I love your insights, Angel. They make so much sense. But they might be more easily put into practice by removing them from the DEI framework. It is steeped in anti-racist rhetoric and has an aura of contempt for white people baked into it. It sounds like the training you received was better than most, but the underlying philosophy remained, especially when it comes to microaggressions and the assumptions about who is subject to them.
I'm relieved that your HR person didn't use their power to make your life miserable when confronting your uncensored personality. But is it possible that you were handled gently because you're a person of color? We’ll never know, but I can’t help wondering.
Microaggression is an interesting topic, worth addressing. I cringe inside when I remember doing exactly what you describe: at work, I once confused two Asian women with one another. One was a long-standing employee and the other was brand new, so your solution was right on the money.
In DEI, there’s an assumption that white people can only be perpetrators, never recipients, of microaggressions.
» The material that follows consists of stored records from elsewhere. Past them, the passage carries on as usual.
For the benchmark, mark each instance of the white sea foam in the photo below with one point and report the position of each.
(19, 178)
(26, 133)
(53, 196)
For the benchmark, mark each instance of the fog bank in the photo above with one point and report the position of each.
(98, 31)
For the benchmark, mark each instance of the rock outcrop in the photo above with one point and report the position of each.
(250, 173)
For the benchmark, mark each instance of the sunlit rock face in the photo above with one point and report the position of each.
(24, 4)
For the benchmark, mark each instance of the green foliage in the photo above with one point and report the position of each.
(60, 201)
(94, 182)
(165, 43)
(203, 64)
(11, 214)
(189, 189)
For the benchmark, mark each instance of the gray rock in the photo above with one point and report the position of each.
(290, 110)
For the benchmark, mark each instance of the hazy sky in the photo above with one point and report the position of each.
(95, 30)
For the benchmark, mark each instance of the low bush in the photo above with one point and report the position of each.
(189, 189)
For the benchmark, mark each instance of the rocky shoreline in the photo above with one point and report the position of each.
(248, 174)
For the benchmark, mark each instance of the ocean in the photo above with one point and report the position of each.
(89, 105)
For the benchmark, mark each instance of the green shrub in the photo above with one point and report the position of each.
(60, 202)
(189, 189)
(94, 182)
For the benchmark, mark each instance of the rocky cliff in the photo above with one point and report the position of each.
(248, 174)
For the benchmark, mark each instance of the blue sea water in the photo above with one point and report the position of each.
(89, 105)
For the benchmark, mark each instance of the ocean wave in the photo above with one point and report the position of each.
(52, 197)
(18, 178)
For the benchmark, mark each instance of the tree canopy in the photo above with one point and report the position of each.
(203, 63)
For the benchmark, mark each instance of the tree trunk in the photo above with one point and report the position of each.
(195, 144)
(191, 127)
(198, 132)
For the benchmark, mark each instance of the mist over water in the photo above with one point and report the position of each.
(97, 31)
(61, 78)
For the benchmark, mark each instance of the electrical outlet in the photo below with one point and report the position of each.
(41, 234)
I'm a fair skinned Jew, and apparently I "look Jewish," because strangers like to remind me of that fact out of the blue. As a child, I went to a day camp where I was one of a handful of Jews, and I was sometimes mistaken for the other Jewish girls who looked nothing like me. I'm a woman, so microaggressions and actual aggressions always were and will be a problem. And I'm a lesbian, so my short hair and gender-neutral clothes have often made me a target of homophobic threats, both physical and verbal, from both men and women. None of this is going to magically go away through “training.” A range of tactics and responses are required by me to get through life. I am sometimes wary, but if I walked around offended all the time, hating the human race, I'd be miserable.
Life is a collection of microaggressions and microkindnesses both given and received. If we love our fellow humans and want to have a happier life, it’s worth it to shine a light on our unconscious biases and strive to do better. But I don’t believe that DEI is the way.